Biduran vs Alergi Keringat, Pahami Perbedaannya Agar Tepat Mengobatinya

Baca Juga

Beberapa waktu lalu saya baru tahu perbedaan antara alergi dingin (biduran) dengan alergi keringat. Hal itu saya ketahui secara tidak sengaja ketika pada tengah malam, tiba-tiba anak saya terbangun karena gatal dan bentol-bentol di sekujur tubuhnya.

Sebelumnya saya sudah pernah membahas mengenai metode pengobatan biduran (alergi dingin) dengan mandi air hangat,

Baca: Mengobati alergi dingin dengan mandi air hangat

Nah, karena sebelumnya saya berhasil mencegah dan menyembuhkan biduran dengan mandi air hangat, maka saya terapkanlah cara itu pada anak saya. Setiap pagi dan sore hari, anak saya selalu mandi air hangat. Tapi aneh, setelah 2 hari, anak saya belum kunjung sembuh. Tiap tengah malam pasti kambuh lagi gatalnya.


Sampai hari ketiga, tidak biasanya anak saya kambuh gatalnya pada sore hari, di kisaran jam 15:00-16:00. Saya perhatikan suhu lingkungan sama sekali tidak dingin, bahkan anak saya saat itu baru pulang main dengan badan berkeringat. Kok bisa ya? Kemudian saya ingat-ingat lagi, ternyata setiap anak saya kambuh di tengah malam itu pun tidak pada saat cuaca dingin. Sebaliknya justru pada saat suhu udara panas menjelang turun hujan.

Ooohhh... Rupanya... Saat itu saya belum berani mengambil kesimpulan, tapi saya penasaran dan berani ambil resiko. Dengan mengucap Bismillah, saya mandikan anak saya sore itu dengan air dingin (air biasa / normal). Dan.... Alhamdulillah, setelah selesai mandai, badan anak saya balur minyak telon dan bedak gatal (salycil), kurang dari 1 jam kemudian anak saya sudah membaik.

Karena sore itu menunjukkan hasil baik, maka esok pagi dan seterusnya anak saya mandi dengan air dingin biasa, dan sampai sekarang baik-baik dia saja. Untuk memastikan kesembuhannya, saya berikan anak saya minum air kelapa selama beberapa hari.

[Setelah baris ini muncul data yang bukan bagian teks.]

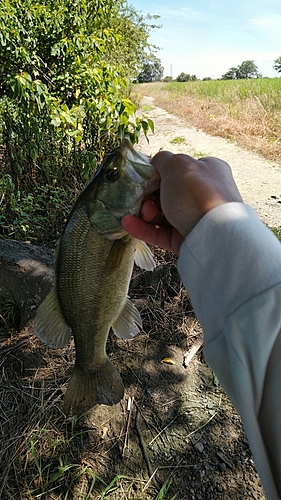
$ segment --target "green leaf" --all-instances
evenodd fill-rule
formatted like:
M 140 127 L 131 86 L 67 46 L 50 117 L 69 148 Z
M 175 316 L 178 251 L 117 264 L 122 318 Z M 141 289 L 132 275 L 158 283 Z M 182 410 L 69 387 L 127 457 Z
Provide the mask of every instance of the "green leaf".
M 147 123 L 148 123 L 148 126 L 149 126 L 151 132 L 154 134 L 154 122 L 153 122 L 153 120 L 151 120 L 150 118 L 147 118 Z

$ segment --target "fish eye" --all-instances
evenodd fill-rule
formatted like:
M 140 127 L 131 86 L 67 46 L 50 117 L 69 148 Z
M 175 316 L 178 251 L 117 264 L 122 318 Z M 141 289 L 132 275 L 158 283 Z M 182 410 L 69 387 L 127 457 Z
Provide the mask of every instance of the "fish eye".
M 107 172 L 105 172 L 104 177 L 109 182 L 115 182 L 119 179 L 119 171 L 117 167 L 114 167 Z

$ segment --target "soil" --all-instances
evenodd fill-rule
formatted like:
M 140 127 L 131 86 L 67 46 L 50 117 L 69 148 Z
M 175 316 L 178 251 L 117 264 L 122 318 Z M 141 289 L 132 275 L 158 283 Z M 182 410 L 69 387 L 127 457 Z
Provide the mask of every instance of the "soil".
M 142 152 L 154 155 L 163 148 L 223 158 L 245 202 L 266 224 L 281 226 L 280 166 L 190 128 L 156 108 L 151 98 L 142 106 L 156 129 L 149 144 L 141 141 Z M 1 498 L 161 500 L 177 493 L 178 500 L 265 500 L 241 419 L 205 363 L 201 327 L 175 257 L 154 253 L 156 270 L 135 269 L 130 286 L 143 332 L 132 341 L 112 333 L 108 339 L 124 398 L 79 419 L 65 419 L 61 410 L 75 358 L 73 341 L 50 350 L 35 338 L 30 322 L 51 287 L 52 264 L 44 261 L 44 286 L 33 297 L 29 290 L 28 302 L 27 282 L 17 285 L 17 307 L 28 308 L 26 321 L 17 318 L 16 331 L 12 314 L 0 316 Z M 19 272 L 15 267 L 14 275 Z M 33 275 L 29 269 L 31 284 Z M 7 303 L 13 311 L 7 300 L 5 310 Z M 185 354 L 194 347 L 185 366 Z M 170 484 L 166 493 L 164 483 Z

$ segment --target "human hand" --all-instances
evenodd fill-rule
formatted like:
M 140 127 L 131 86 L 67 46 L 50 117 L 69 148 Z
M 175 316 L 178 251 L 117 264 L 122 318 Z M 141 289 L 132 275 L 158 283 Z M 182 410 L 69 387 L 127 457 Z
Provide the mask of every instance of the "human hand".
M 124 229 L 135 238 L 179 253 L 181 244 L 212 208 L 242 198 L 229 165 L 218 158 L 194 158 L 168 151 L 152 159 L 160 193 L 146 199 L 140 217 L 126 215 Z

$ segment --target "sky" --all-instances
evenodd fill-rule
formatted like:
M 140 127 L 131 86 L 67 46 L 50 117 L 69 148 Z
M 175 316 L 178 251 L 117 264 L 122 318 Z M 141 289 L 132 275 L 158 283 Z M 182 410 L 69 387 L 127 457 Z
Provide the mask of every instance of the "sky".
M 281 0 L 128 0 L 146 14 L 157 14 L 162 27 L 151 30 L 149 42 L 160 47 L 157 57 L 164 76 L 181 72 L 197 78 L 220 78 L 231 67 L 253 60 L 263 76 L 281 76 L 273 69 L 281 57 Z

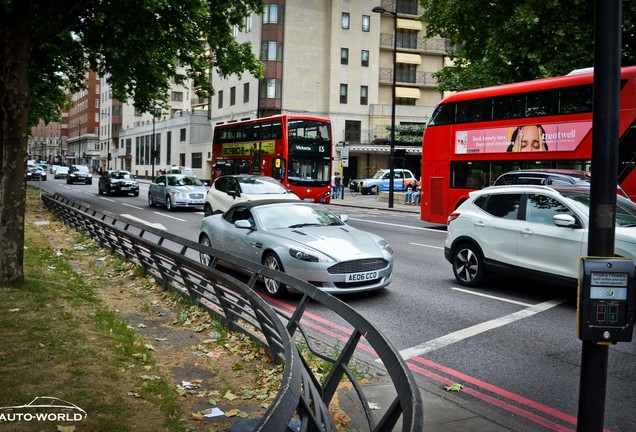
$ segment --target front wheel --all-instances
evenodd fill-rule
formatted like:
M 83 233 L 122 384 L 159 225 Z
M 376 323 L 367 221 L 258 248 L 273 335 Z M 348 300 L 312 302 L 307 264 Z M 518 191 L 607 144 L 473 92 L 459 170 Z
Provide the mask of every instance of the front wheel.
M 149 193 L 148 194 L 148 207 L 154 207 L 155 204 L 155 199 L 152 197 L 152 194 Z
M 212 246 L 212 242 L 210 241 L 210 237 L 207 234 L 201 233 L 199 236 L 199 244 L 202 246 Z M 199 261 L 204 266 L 209 266 L 212 262 L 212 257 L 206 253 L 199 252 Z
M 370 193 L 371 195 L 377 195 L 377 194 L 378 194 L 378 191 L 379 191 L 379 189 L 378 189 L 378 187 L 377 187 L 377 186 L 371 186 L 371 187 L 369 188 L 369 193 Z
M 278 256 L 271 252 L 265 255 L 265 258 L 263 259 L 263 265 L 273 270 L 278 270 L 281 272 L 285 271 L 283 270 L 283 265 L 281 264 Z M 265 283 L 267 293 L 272 297 L 279 298 L 287 294 L 287 287 L 279 281 L 264 277 L 263 282 Z
M 455 279 L 464 286 L 478 286 L 488 277 L 484 269 L 484 257 L 473 244 L 460 244 L 455 249 L 452 263 Z
M 172 206 L 172 200 L 170 199 L 170 196 L 166 196 L 166 208 L 169 211 L 174 210 L 174 207 Z

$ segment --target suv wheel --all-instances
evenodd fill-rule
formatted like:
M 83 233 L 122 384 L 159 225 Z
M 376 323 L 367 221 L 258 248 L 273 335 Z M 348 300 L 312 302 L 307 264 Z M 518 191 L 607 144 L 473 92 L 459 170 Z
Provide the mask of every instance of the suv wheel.
M 210 203 L 205 203 L 205 206 L 203 206 L 203 214 L 205 216 L 211 216 L 214 213 L 214 211 L 212 211 L 212 206 L 210 205 Z
M 484 257 L 473 244 L 462 243 L 457 246 L 452 263 L 455 279 L 462 285 L 478 286 L 488 277 L 484 269 Z

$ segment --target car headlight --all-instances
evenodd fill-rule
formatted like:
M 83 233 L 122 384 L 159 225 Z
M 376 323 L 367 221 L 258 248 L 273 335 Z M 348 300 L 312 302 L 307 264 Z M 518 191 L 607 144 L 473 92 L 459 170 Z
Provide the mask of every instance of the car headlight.
M 291 255 L 293 258 L 296 258 L 297 260 L 307 261 L 307 262 L 327 262 L 328 261 L 327 258 L 317 257 L 308 252 L 301 251 L 298 249 L 293 249 L 293 248 L 289 249 L 289 255 Z
M 188 198 L 188 194 L 183 192 L 170 192 L 173 198 Z
M 380 249 L 383 249 L 387 251 L 389 254 L 393 255 L 393 248 L 391 247 L 389 242 L 387 242 L 386 240 L 380 240 L 378 242 L 378 246 L 380 246 Z

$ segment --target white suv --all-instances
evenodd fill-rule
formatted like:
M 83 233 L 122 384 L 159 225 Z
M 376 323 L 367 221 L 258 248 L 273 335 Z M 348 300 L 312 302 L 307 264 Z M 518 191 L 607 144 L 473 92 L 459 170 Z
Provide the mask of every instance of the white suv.
M 489 273 L 576 284 L 587 256 L 590 189 L 493 186 L 470 193 L 448 217 L 444 255 L 457 281 L 477 286 Z M 617 196 L 617 256 L 636 261 L 636 204 Z

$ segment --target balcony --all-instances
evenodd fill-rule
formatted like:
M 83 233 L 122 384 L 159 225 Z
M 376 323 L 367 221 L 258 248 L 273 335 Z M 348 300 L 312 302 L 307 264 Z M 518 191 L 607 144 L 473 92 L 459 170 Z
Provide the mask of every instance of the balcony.
M 380 76 L 378 81 L 380 84 L 393 85 L 393 69 L 380 68 Z M 401 81 L 400 77 L 396 77 L 397 85 L 417 86 L 417 87 L 437 87 L 437 79 L 433 76 L 433 72 L 416 72 L 414 81 Z
M 393 34 L 380 34 L 380 48 L 385 50 L 393 50 Z M 418 52 L 422 54 L 446 55 L 449 44 L 446 39 L 442 38 L 417 38 L 415 44 L 404 44 L 398 39 L 398 50 Z

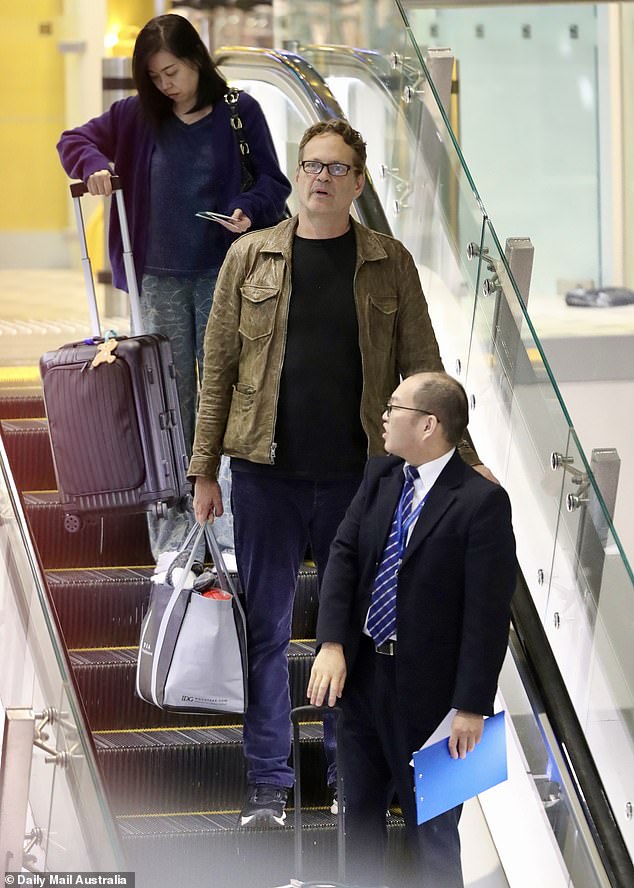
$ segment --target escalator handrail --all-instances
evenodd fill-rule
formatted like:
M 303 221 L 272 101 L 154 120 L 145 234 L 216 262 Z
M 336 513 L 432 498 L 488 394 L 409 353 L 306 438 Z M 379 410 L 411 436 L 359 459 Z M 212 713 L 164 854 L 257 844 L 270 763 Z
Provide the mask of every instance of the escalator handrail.
M 610 884 L 631 888 L 634 863 L 519 566 L 512 623 Z

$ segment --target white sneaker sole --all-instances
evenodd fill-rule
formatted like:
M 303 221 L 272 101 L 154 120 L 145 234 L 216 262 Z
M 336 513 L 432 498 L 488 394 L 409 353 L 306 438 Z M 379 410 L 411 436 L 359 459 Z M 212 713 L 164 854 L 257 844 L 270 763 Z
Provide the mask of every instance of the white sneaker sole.
M 270 826 L 272 822 L 284 826 L 285 820 L 286 811 L 282 812 L 281 817 L 276 817 L 271 811 L 257 811 L 255 814 L 241 814 L 240 826 Z

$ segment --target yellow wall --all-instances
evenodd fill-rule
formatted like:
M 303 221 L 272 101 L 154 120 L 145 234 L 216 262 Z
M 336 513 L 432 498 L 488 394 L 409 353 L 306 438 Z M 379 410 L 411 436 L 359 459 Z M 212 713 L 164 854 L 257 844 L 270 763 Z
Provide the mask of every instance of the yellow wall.
M 139 28 L 152 18 L 154 2 L 109 0 L 107 10 L 109 26 Z M 60 231 L 68 225 L 55 150 L 66 125 L 58 47 L 63 13 L 63 0 L 0 0 L 0 58 L 7 74 L 0 103 L 0 231 Z
M 61 228 L 55 143 L 64 123 L 64 70 L 57 48 L 61 0 L 0 0 L 0 230 Z M 50 31 L 50 33 L 47 33 Z
M 121 30 L 121 44 L 113 55 L 132 55 L 134 38 L 154 15 L 154 0 L 108 0 L 107 30 Z

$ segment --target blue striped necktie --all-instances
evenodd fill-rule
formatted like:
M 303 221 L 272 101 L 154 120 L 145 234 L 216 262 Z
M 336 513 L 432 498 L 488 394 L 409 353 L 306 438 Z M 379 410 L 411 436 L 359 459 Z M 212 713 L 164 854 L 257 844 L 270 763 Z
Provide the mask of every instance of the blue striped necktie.
M 411 515 L 414 500 L 414 479 L 418 477 L 417 469 L 413 466 L 405 466 L 405 483 L 401 498 L 394 512 L 390 535 L 383 550 L 383 559 L 374 580 L 367 625 L 368 632 L 377 647 L 387 641 L 396 631 L 398 570 L 405 551 L 407 532 L 422 506 L 421 503 L 416 508 L 415 515 Z M 408 521 L 408 518 L 411 520 Z

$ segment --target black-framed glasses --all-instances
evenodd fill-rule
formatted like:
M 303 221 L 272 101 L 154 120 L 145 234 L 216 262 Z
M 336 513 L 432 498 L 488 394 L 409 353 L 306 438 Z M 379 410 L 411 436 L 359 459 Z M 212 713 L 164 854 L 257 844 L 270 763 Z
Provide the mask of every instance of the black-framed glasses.
M 349 163 L 341 163 L 339 160 L 334 163 L 322 163 L 321 160 L 301 160 L 299 165 L 309 176 L 318 176 L 326 167 L 329 174 L 335 178 L 347 176 L 350 170 L 354 169 Z
M 436 415 L 435 413 L 430 413 L 429 410 L 420 410 L 418 407 L 403 407 L 401 404 L 390 404 L 388 401 L 385 405 L 385 413 L 387 414 L 388 419 L 391 416 L 392 410 L 411 410 L 412 413 L 422 413 L 425 416 Z

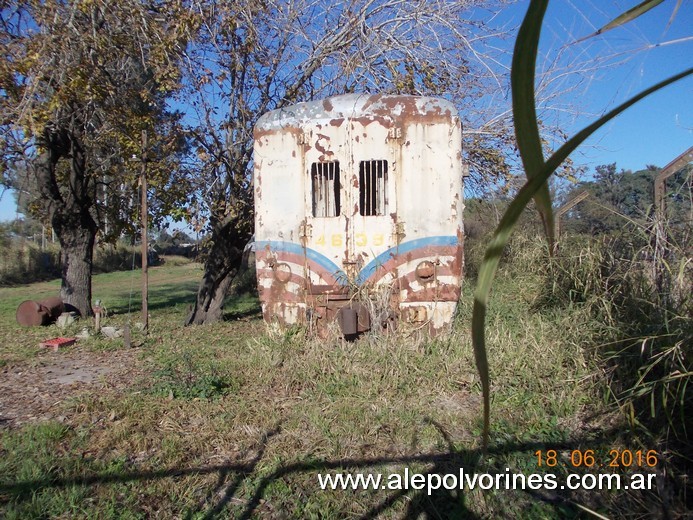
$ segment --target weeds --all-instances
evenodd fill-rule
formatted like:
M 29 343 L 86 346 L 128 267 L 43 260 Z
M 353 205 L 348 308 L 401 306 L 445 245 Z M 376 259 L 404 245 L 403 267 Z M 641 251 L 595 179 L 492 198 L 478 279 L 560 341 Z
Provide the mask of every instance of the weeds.
M 189 349 L 167 352 L 154 371 L 152 390 L 171 399 L 219 399 L 238 390 L 238 382 L 210 352 Z
M 605 27 L 597 31 L 598 35 L 604 30 L 627 23 L 647 12 L 661 0 L 645 0 L 637 8 L 631 9 L 618 16 Z M 551 251 L 554 250 L 554 218 L 551 207 L 548 180 L 563 164 L 569 155 L 575 151 L 587 138 L 594 134 L 604 124 L 621 114 L 626 109 L 638 103 L 650 94 L 693 74 L 693 68 L 689 68 L 675 74 L 654 86 L 645 89 L 631 97 L 616 108 L 605 113 L 593 123 L 589 124 L 554 151 L 548 158 L 544 157 L 541 137 L 539 135 L 539 120 L 537 118 L 537 104 L 535 99 L 536 62 L 539 48 L 539 38 L 544 23 L 544 15 L 549 0 L 532 0 L 529 4 L 525 18 L 520 26 L 515 40 L 513 61 L 511 68 L 511 91 L 513 98 L 513 117 L 515 137 L 518 151 L 522 158 L 522 164 L 527 176 L 527 183 L 515 196 L 506 210 L 503 218 L 496 227 L 490 240 L 486 253 L 479 269 L 477 287 L 474 293 L 474 313 L 472 317 L 472 339 L 474 356 L 481 380 L 484 406 L 483 406 L 483 444 L 486 447 L 489 440 L 490 408 L 491 408 L 491 383 L 489 377 L 489 362 L 486 349 L 486 312 L 489 303 L 491 286 L 496 275 L 496 270 L 501 260 L 503 250 L 517 222 L 529 204 L 534 199 L 537 209 L 544 224 L 546 238 Z M 590 37 L 591 37 L 590 36 Z
M 683 287 L 690 287 L 693 276 L 686 269 L 664 283 L 652 276 L 653 247 L 635 237 L 617 234 L 562 244 L 561 254 L 550 262 L 541 300 L 543 305 L 579 305 L 601 325 L 591 339 L 605 345 L 595 354 L 610 373 L 616 403 L 633 427 L 645 426 L 675 441 L 671 447 L 683 447 L 690 439 L 684 409 L 693 399 L 688 390 L 691 295 Z M 674 264 L 685 264 L 686 256 L 686 247 L 668 250 Z

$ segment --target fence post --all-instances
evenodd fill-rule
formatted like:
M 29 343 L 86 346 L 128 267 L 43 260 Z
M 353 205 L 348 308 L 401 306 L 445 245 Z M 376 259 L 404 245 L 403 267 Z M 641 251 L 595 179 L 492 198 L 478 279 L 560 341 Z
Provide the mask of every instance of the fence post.
M 142 130 L 142 171 L 140 177 L 142 190 L 142 324 L 144 332 L 149 329 L 149 273 L 147 272 L 147 131 Z
M 669 295 L 664 290 L 667 284 L 669 270 L 666 268 L 666 260 L 669 256 L 669 237 L 667 236 L 666 222 L 666 180 L 680 171 L 689 162 L 693 161 L 693 146 L 667 164 L 657 174 L 654 181 L 654 222 L 650 228 L 652 231 L 651 244 L 653 244 L 652 277 L 655 281 L 657 293 L 663 298 L 664 305 L 668 307 Z
M 554 242 L 554 254 L 558 253 L 558 242 L 561 238 L 561 218 L 563 215 L 565 215 L 568 211 L 573 209 L 575 206 L 577 206 L 580 202 L 585 200 L 587 197 L 589 197 L 590 192 L 589 191 L 583 191 L 579 195 L 576 195 L 572 199 L 570 199 L 568 202 L 563 204 L 558 210 L 556 211 L 556 215 L 554 217 L 554 229 L 553 229 L 553 236 L 555 238 Z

Baca: Mengobati alergi dingin dengan air kelapa

Selain untuk mengobati alergi, air kelapa juga manjur untuk mengobati kista ovarium,

Baca: Mengobati kista dengan air kelapa ijo

***

Dari apa yang saya alami di atas, saya mengambil kesimpulan,

* Walaupun gejala dan waktu kambuhnya sama, alergi dingin dan alergi keringat adalah dua hal yang berbeda.
* Anda harus memperhatikan suhu udara di lingkungan Anda (pada saat alergi kambuh) untuk memahami jenis alerginya.
* Penderita alergi kulit boleh (bahkan harus) mandi untuk mencegah alergi bertambah parah (bahkan bisa untuk mengobati).
* Jika gejala alergi belum sembuh setelah mandi dengan benar, maka di anjurkan untuk mengkonsumsi obat anti histamin yang dapat Anda beli di apotek.
* Lebih berhati-hatilah jika penderitanya anak-anak, karena anak-anak lebih rentan dari pada orang dewasa.
* Tulisan ini hanyalah sebuah sharing dan bukan merupakan nasihat profesional.
* Jika Anda tidak merasa yakin dengan gejala dan pengobatannya, maka sebaiknya Anda segera menghubungi dokter.

Demikian sharing dari saya dan semoga bermanfaat.